There are overlapping areas between tags, and in XML it is strictly forbidden to have such staggered notation, and tokens must appear in a regular order.

The value of the attribute must be enclosed by the "" number. As in the first example, "1.0", "gb2312", "RMB". It's all enclosed in the "" number.
, you can't miss it.

The control tag, instruction, and attribute names are case-sensitive in English. Unlike HTML, in HTML, similar to 〈b〉 and 〈b〉 markup meanings
Is the same, and in XML, tags like 〈name〉, 〈name〉, or 〈name〉 are different.

We know that in HTML files, if we want the browser to display exactly what we're typing, we can put these things in the
〈pre〉〈/pre〉 or 〈xmp〉〈/xmp〉 mark the middle. This is essential for us to create HTML-instructional pages because HTML is displayed in the Web page
The source code. In XML, to implement such a function, you must use a CDATA tag. Information in a CDATA tag is passed unaltered to the application by the parser
And does not resolve any control tags in that segment of information. CDATA areas are by: "! [cdata[] is the start tag, with "]]〉" as the closing tag. Cases
such as: Example 2 in the source code, in addition to "! [cdata["and"]]〉 "symbols, the rest of the content parser will be handed to the downstream application intact, even if
The start and end spaces in the CDATA area, as well as line-wrapping characters, are also forwarded (note that CDATA are uppercase characters).

Example 2

〈! [cdata[flying xml〉〉〉〉〉,:-)



The XML processing whitespace character is not the same as HTML. The HTML standard stipulates that no matter how many blanks there are, it is treated as a blank, whereas in the XML the Rules
Fixed, the parser must be faithfully handed over to the downstream application to handle all the blanks outside the tag. In this way, we sometimes have to discard the indentation when writing HTML files
Custom, because the indentation of the space, the parser also to deal with.
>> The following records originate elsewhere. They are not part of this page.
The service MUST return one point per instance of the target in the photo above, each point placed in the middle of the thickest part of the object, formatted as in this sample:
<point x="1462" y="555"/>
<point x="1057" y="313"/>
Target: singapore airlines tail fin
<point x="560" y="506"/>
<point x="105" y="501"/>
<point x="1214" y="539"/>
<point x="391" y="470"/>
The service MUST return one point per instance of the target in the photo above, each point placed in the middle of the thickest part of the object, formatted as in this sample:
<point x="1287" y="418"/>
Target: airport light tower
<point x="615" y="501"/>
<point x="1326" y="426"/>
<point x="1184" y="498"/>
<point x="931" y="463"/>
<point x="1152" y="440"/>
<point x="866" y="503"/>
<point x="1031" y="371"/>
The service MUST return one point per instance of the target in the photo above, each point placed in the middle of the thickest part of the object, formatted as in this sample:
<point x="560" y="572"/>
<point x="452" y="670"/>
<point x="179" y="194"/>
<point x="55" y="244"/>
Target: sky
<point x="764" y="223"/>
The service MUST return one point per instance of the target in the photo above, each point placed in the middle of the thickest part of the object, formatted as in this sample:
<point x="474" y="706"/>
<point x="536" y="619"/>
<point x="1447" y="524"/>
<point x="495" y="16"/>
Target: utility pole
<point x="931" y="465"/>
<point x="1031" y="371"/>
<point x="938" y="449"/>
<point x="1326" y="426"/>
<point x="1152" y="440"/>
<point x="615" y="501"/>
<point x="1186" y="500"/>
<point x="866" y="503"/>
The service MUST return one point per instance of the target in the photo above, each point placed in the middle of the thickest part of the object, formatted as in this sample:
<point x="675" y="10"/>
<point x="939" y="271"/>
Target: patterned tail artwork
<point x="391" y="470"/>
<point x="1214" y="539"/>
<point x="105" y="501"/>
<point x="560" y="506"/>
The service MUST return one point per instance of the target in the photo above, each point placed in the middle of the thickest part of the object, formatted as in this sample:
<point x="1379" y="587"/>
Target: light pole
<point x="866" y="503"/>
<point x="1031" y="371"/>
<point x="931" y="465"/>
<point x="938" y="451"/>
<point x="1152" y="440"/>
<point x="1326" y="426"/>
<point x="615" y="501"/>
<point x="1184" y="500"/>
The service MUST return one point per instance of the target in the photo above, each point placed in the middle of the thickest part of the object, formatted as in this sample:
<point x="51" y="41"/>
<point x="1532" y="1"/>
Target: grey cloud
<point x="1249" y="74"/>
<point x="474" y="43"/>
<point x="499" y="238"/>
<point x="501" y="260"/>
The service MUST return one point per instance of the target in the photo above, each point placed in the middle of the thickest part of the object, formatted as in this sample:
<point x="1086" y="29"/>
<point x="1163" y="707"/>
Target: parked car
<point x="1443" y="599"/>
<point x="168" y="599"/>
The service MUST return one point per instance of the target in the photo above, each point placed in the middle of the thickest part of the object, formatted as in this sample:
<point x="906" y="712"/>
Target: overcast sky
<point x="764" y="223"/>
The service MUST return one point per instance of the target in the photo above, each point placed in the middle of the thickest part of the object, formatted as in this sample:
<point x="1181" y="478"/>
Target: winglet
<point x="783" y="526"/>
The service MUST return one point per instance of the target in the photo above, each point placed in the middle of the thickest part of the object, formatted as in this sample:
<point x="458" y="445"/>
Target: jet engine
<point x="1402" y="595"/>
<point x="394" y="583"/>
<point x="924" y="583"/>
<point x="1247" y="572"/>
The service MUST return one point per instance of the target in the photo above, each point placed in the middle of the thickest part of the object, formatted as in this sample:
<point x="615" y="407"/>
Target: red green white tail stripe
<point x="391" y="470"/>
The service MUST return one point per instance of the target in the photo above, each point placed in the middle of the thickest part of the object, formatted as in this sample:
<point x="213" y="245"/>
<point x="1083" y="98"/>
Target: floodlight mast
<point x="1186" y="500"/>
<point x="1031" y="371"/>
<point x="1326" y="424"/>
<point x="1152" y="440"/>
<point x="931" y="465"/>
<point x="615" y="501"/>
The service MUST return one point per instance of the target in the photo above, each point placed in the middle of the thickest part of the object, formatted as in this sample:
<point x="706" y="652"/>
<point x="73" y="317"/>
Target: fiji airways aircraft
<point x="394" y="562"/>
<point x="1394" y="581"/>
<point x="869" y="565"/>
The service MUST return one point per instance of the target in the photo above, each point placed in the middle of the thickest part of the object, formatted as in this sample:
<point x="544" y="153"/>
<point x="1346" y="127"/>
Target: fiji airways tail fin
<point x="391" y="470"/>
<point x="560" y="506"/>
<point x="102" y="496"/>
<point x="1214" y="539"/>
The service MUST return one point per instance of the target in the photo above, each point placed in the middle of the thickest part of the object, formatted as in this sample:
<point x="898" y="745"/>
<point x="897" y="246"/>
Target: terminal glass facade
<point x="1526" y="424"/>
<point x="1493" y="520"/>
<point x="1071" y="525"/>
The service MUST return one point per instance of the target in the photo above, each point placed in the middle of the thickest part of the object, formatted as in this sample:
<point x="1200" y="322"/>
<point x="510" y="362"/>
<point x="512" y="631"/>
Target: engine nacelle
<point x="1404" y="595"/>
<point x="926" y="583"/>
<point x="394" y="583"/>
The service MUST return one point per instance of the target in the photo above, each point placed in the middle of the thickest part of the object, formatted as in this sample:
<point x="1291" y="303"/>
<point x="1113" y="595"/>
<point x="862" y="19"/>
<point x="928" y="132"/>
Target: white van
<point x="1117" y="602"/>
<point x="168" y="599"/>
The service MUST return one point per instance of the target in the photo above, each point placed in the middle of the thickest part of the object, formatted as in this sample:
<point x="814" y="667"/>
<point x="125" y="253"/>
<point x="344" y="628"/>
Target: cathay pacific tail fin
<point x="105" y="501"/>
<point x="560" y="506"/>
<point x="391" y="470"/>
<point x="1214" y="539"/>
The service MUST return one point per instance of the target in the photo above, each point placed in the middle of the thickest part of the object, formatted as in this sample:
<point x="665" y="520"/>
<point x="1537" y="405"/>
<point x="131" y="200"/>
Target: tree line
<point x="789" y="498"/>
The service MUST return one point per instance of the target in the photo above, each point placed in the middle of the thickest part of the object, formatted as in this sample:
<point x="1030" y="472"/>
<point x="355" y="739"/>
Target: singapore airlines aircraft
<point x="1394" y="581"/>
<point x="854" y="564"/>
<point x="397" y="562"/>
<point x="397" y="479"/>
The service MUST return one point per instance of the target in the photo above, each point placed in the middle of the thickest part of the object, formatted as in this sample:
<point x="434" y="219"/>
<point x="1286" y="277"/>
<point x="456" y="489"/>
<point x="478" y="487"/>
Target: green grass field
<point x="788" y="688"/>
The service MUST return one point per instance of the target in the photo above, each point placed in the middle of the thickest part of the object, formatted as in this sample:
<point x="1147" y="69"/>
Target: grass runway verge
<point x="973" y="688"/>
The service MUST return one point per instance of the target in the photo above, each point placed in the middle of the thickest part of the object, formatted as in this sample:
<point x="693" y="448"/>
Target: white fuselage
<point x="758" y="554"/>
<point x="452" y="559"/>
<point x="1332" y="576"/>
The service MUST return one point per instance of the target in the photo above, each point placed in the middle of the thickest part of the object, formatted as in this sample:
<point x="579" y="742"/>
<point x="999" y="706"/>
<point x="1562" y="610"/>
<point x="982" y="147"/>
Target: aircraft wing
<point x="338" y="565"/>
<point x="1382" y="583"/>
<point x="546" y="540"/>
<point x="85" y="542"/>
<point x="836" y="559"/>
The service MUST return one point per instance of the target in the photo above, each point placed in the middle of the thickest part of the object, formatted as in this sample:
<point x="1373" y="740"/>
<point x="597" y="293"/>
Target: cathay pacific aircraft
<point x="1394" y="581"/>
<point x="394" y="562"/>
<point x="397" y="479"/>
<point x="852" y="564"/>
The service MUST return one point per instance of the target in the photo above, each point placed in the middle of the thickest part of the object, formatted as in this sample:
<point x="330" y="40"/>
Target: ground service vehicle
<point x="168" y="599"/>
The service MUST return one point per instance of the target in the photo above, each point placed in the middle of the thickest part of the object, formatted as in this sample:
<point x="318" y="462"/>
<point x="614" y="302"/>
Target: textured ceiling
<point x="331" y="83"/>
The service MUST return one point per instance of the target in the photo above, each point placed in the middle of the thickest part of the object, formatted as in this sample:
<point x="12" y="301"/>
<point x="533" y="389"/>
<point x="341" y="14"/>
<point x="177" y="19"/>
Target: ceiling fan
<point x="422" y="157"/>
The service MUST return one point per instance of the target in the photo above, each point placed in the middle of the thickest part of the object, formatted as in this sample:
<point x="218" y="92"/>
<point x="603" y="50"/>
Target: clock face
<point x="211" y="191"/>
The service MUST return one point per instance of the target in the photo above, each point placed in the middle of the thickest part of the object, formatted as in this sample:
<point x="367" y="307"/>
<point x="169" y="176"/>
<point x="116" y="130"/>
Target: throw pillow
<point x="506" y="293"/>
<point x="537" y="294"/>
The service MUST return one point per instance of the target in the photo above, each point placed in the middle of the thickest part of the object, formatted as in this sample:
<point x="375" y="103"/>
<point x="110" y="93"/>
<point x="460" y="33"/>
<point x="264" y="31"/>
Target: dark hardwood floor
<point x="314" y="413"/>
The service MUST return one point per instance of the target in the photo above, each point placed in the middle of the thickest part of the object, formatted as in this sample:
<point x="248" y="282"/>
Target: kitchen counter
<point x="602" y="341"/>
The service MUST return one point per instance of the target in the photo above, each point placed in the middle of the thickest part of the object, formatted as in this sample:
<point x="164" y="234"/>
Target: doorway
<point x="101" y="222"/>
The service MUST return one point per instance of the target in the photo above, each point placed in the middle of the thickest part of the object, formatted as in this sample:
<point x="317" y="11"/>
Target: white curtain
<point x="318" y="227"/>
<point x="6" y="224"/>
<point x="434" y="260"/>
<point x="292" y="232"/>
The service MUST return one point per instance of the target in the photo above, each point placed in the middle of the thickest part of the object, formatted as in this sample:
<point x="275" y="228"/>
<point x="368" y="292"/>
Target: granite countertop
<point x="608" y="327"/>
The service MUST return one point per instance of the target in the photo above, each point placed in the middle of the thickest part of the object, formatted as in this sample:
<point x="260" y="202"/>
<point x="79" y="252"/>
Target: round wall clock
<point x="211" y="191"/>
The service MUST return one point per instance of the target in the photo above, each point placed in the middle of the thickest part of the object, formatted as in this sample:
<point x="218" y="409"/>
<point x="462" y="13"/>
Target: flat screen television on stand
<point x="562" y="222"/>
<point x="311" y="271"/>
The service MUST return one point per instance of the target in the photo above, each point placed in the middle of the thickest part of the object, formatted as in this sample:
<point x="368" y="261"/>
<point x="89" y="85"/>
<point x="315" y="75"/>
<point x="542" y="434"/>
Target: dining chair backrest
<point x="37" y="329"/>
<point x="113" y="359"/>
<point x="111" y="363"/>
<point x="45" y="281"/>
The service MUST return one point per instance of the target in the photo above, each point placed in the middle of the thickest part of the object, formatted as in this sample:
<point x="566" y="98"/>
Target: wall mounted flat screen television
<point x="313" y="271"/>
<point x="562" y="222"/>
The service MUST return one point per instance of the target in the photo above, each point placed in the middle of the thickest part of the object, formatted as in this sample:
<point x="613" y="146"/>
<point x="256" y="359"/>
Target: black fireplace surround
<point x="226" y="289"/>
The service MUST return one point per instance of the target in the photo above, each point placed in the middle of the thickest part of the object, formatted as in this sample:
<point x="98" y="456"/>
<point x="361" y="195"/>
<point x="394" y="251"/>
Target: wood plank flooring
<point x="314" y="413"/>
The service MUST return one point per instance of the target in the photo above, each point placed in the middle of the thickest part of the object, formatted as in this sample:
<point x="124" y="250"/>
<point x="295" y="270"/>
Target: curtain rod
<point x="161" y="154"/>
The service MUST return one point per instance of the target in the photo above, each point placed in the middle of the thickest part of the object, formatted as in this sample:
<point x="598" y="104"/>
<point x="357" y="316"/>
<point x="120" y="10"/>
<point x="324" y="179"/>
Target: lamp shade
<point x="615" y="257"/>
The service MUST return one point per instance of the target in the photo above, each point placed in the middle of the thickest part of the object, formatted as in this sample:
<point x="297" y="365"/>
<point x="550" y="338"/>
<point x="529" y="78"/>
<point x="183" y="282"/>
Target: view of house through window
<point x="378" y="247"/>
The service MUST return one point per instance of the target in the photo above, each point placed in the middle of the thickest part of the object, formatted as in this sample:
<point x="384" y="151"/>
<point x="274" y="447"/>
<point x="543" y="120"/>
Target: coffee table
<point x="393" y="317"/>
Such as:

Author John 〈/author





The above content is different for the parser (the latter includes two newline marks in addition to the John character in the author 〉〈/author)

Contact Us

The content source of this page is from Internet, which doesn't represent Alibaba Cloud's opinion; products and services mentioned on that page don't have any relationship with Alibaba Cloud. If the content of the page makes you feel confusing, please write us an email, we will handle the problem within 5 days after receiving your email.

If you find any instances of plagiarism from the community, please send an email to: and provide relevant evidence. A staff member will contact you within 5 working days.

A Free Trial That Lets You Build Big!

Start building with 50+ products and up to 12 months usage for Elastic Compute Service

  • Sales Support

    1 on 1 presale consultation

  • After-Sales Support

    24/7 Technical Support 6 Free Tickets per Quarter Faster Response

  • Alibaba Cloud offers highly flexible support services tailored to meet your exact needs.